Le parquet de Melun confie à la gendarmerie une enquête pour “infraction à législation sur les stupéfiants”.
18 février
Pierre Palmade est visé par une enquête préliminaire pour “détention d’images à caractère pédopornographique” après le signalement d’un témoin.
19 février
Perquisition du domicile parisien de Pierre Palmade.
Dans Le Journal du dimanche, Gérald Darmanin, ministre de l’intérieur, souhaite la création d’un délit d’“homicide routier”.

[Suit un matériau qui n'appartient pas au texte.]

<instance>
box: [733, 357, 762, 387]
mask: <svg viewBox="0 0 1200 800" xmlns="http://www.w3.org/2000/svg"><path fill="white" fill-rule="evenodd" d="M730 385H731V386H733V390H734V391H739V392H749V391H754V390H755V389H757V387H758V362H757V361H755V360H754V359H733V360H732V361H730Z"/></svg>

Paris Match publie des images de Pierre Palmade sortant par une porte dérobée du tribunal de Melun et marchant, sans difficulté apparente, pour s’engouffrer dans un taxi.
20 février
Seconde perquisition du domicile de Pierre Palmade à Cély-en-Bière
21 février
A Bordeaux, les enquêteurs entendent en audition libre le témoin qui affirme détenir des vidéos dans lesquelles Pierre Palmade consulte des images pédopornographiques.
Invité de “Touche pas à mon poste” sur C8, Karl Zéro assure qu’il existe des vidéos pédopornographiques incriminant Pierre Palmade et évoque la présence “d’un ministre, de deux fils de personnalités connues” au domicile de Pierre Palmade à Cély-en-Bière, juste avant l’accident.
23 février
Les policiers de la Brigade de protection des mineurs placent en garde à vue deux hommes de l’entourage de Pierre Palmade dans le cadre de l’enquête préliminaire.
25 février
Un des deux hommes est mis en examen pour “détention et diffusion de fichiers pédopornographiques”. Le parquet de Paris élargit l’enquête au chef de “consultation habituelle de sites pédopornographiques”.
Pierre Palmade est victime d’un AVC à l’hôpital Paul-Brousse de Villejuif.
27 février
Pierre Palmade est placé en détention provisoire sur son lit d’hôpital, dans l’attente de son transfèrement dans un établissement pénitentiaire.
Le garçon blessé dans l’accident quitte l’hôpital Necker, à Paris.
1 mars
Diffusion sur BFM TV d’un entretien de Bruce Toussaint avec une personne présentée comme un témoin-clé, qui affirme avoir été présente dans la maison de Cély-en-Bière le jour de l’accident et confirme figurer, aux côtés de Pierre Palmade, dans une vidéo saisie dans le cadre de l’enquête préliminaire. Mais, elle défend Pierre Palmade et dit clairement qu’“il n’est pas pédophile”.
5 mars
Pierre Palmade est transféré à l’hôpital Marie-Lannelongue au Plessis-Robinson (Hauts-de-Seine).
6 mars
Le juge d’instruction chargé du dossier de l’accident lève la détention provisoire. Le parquet de Melun dépose un référé-détention.
7 mars
La Cour d’appel de Paris ordonne la remise en liberté de Pierre Palmade.
9 mars
Invité de “Touche pas à mon poste” sur C8, Gérard Fauré, présenté comme “l’ancien dealer du Tout-Paris”, évoque la consommation supposée d’adrénochrome par Pierre Palmade, une drogue soi-disant synthétisée à partir du sang d’enfants “kidnappés par des Roumains”.
23 juin
L’expertise en accidentologie conclut que l’accident provoqué par Pierre Palmade relève de la faute humaine, sans aucune anomalie mécanique ou électronique.
8 août
L’expertise médicale conclut que l’enfant à naître, porté par la victime de l’accident, n’a présenté aucun signe de vie à sa naissance.
27 mai
Jean-Michel Bourlès, procureur de Melun, informe que le juge d’instruction a renvoyé Pierre Palmade en procès pour “blessures involontaires ayant entraîné des incapacités totales de travail supérieures et inférieures à trois mois”. La réquisition du parquet en faveur d’un procès pour homicide involontaire n’a pas été retenue.